Pertence ao Código Civil (DL n.º 47344/66, de 25 de Novembro)
Este artigo regula o que acontece quando se faz remissão (perdão) de uma dívida solidária. A solidariedade ocorre quando há vários devedores obrigados pela mesma dívida perante um credor, ou vários credores com direito à mesma prestação. Quando o credor perdoa a dívida a um devedor solidário, os outros devedores ficam livres apenas da parte correspondente ao devedor perdoado, não da dívida toda. Se o credor quiser manter o seu direito completo contra os restantes devedores, estes mantêm também o direito completo de se voltarem contra o devedor que foi perdoado para lhe exigirem reembolso. Inversamente, se um dos credores solidários perdoa um devedor, esse devedor fica livre apenas perante o credor que o perdoou, mas continua obrigado perante os outros credores pela dívida toda.
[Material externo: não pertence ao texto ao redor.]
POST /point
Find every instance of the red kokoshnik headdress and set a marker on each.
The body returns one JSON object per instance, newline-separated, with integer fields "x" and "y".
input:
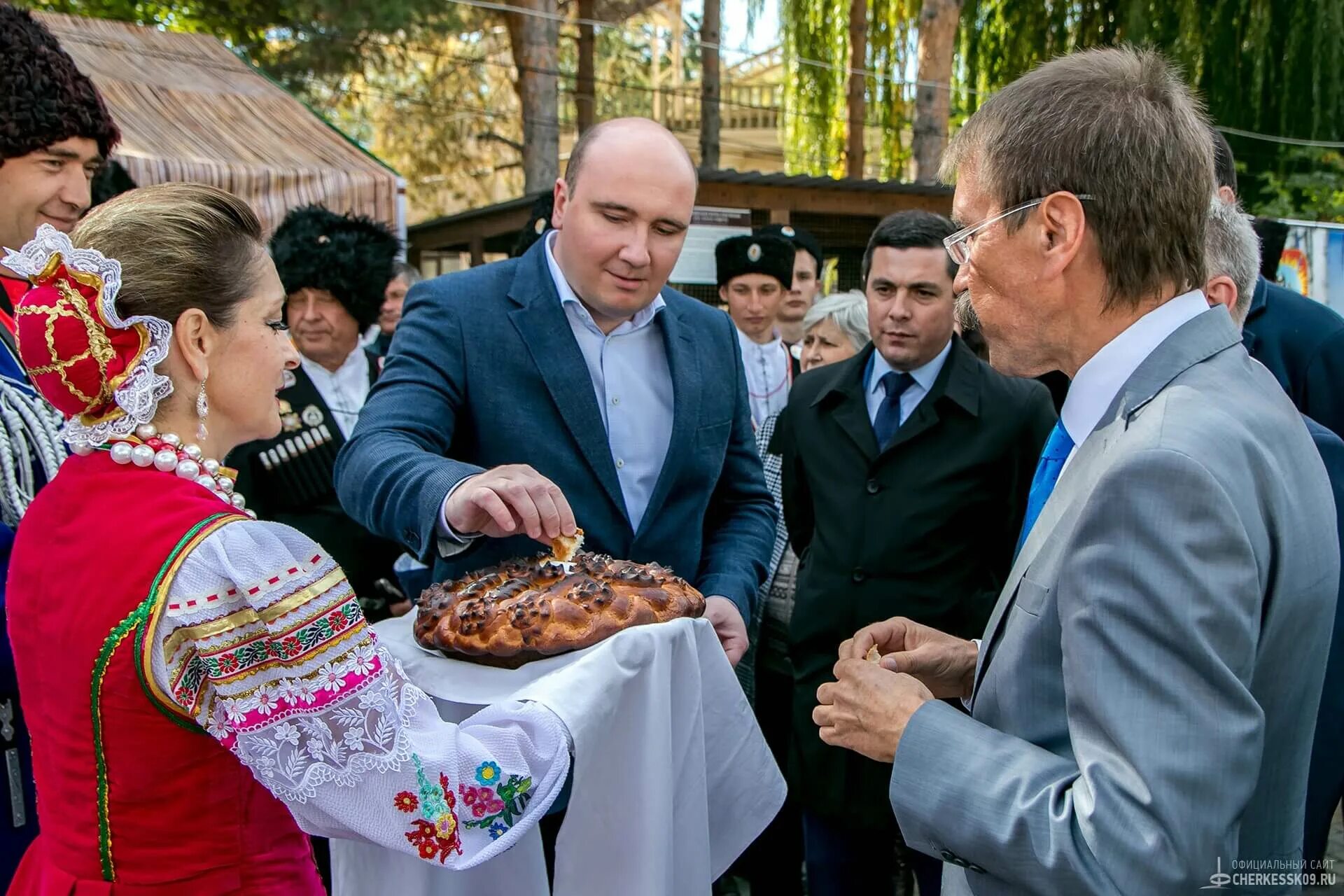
{"x": 90, "y": 365}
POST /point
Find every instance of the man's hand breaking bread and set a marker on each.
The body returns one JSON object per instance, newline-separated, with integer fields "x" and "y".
{"x": 727, "y": 624}
{"x": 566, "y": 547}
{"x": 510, "y": 500}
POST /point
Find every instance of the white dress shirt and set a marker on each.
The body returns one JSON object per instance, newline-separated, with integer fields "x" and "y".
{"x": 769, "y": 375}
{"x": 1098, "y": 382}
{"x": 632, "y": 383}
{"x": 344, "y": 390}
{"x": 924, "y": 378}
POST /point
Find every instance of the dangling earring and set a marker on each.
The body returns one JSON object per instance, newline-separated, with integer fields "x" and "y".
{"x": 202, "y": 410}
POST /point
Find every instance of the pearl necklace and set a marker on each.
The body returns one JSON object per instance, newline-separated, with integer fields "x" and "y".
{"x": 167, "y": 453}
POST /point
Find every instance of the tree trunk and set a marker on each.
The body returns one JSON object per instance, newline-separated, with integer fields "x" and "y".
{"x": 858, "y": 57}
{"x": 933, "y": 96}
{"x": 534, "y": 41}
{"x": 710, "y": 86}
{"x": 585, "y": 97}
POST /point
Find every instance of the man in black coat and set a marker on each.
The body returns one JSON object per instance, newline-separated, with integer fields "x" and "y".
{"x": 906, "y": 472}
{"x": 335, "y": 269}
{"x": 1300, "y": 340}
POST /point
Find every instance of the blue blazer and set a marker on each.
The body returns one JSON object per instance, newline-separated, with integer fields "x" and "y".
{"x": 1301, "y": 342}
{"x": 1326, "y": 780}
{"x": 484, "y": 370}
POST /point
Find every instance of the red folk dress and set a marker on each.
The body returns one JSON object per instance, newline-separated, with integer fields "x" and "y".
{"x": 178, "y": 735}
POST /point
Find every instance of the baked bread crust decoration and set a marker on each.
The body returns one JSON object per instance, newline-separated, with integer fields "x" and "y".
{"x": 524, "y": 610}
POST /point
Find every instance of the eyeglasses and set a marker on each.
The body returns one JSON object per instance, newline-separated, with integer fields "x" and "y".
{"x": 958, "y": 245}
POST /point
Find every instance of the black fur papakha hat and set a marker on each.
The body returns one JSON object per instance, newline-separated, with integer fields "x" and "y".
{"x": 43, "y": 97}
{"x": 350, "y": 257}
{"x": 769, "y": 255}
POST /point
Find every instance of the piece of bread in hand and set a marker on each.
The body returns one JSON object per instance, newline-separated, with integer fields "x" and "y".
{"x": 566, "y": 547}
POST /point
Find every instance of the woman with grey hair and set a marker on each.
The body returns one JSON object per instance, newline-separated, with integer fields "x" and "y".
{"x": 834, "y": 328}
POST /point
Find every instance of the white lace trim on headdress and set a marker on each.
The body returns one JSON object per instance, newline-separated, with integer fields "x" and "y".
{"x": 140, "y": 393}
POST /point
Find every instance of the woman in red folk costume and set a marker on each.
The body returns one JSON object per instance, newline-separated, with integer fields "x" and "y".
{"x": 202, "y": 687}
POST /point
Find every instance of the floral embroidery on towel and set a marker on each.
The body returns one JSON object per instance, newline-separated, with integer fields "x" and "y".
{"x": 495, "y": 808}
{"x": 435, "y": 833}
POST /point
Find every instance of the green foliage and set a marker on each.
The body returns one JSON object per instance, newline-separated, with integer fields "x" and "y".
{"x": 1312, "y": 190}
{"x": 813, "y": 96}
{"x": 1268, "y": 66}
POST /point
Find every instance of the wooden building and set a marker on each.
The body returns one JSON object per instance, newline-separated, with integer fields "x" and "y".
{"x": 841, "y": 214}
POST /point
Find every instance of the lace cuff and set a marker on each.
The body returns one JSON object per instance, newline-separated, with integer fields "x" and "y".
{"x": 280, "y": 666}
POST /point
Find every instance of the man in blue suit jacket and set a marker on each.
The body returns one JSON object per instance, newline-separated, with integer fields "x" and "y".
{"x": 1233, "y": 261}
{"x": 571, "y": 386}
{"x": 1300, "y": 340}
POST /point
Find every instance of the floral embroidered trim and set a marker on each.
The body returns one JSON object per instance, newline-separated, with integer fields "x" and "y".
{"x": 495, "y": 808}
{"x": 339, "y": 731}
{"x": 109, "y": 647}
{"x": 234, "y": 662}
{"x": 435, "y": 833}
{"x": 277, "y": 700}
{"x": 261, "y": 649}
{"x": 246, "y": 620}
{"x": 194, "y": 605}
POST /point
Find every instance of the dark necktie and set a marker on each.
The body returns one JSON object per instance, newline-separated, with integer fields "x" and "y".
{"x": 889, "y": 415}
{"x": 1047, "y": 473}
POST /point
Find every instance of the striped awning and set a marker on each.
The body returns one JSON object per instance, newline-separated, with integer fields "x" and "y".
{"x": 190, "y": 109}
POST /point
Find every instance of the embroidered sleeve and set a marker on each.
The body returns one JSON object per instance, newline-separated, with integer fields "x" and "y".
{"x": 262, "y": 644}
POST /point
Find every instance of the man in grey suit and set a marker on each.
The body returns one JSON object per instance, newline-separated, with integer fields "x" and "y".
{"x": 1142, "y": 699}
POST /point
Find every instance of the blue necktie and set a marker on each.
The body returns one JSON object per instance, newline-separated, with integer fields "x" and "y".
{"x": 889, "y": 415}
{"x": 1047, "y": 473}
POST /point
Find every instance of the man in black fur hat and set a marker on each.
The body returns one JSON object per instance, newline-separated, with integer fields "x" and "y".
{"x": 755, "y": 274}
{"x": 55, "y": 134}
{"x": 335, "y": 269}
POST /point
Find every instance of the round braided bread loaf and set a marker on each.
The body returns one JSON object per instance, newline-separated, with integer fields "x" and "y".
{"x": 524, "y": 610}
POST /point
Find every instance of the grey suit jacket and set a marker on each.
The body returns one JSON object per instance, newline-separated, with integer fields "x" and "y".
{"x": 1142, "y": 711}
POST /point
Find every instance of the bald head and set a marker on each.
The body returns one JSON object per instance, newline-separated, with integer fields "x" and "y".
{"x": 619, "y": 230}
{"x": 631, "y": 141}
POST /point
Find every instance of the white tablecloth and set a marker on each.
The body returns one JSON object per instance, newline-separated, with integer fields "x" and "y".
{"x": 672, "y": 778}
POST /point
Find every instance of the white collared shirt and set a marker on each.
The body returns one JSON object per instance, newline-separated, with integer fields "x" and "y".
{"x": 344, "y": 390}
{"x": 924, "y": 378}
{"x": 768, "y": 368}
{"x": 1100, "y": 381}
{"x": 632, "y": 383}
Três pessoas são devedoras solidárias de 3000€ a um banco. O banco perdoa a dívida a uma delas. As outras duas ficam livres apenas de 1000€ (um terço). Se o banco mantiver o seu direito completo, as duas devedoras restantes podem depois cobrar ao devedor perdoado a sua parte proporcional do que pagarem.
Dois credores solidários têm direito a receber 5000€ de um devedor. Um deles perdoa a dívida ao devedor. Este fica completamente livre perante o credor que o perdoou, mas continua obrigado a pagar os 5000€ inteiros ao outro credor solidário.
Quatro sócios devem conjuntamente 8000€ a um fornecedor. O fornecedor perdoa a dívida a um sócio mas avisa que mantém o direito completo contra os outros três. Estes três podem depois cobrar ao sócio perdoado a sua quota-parte do que pagarem ao fornecedor.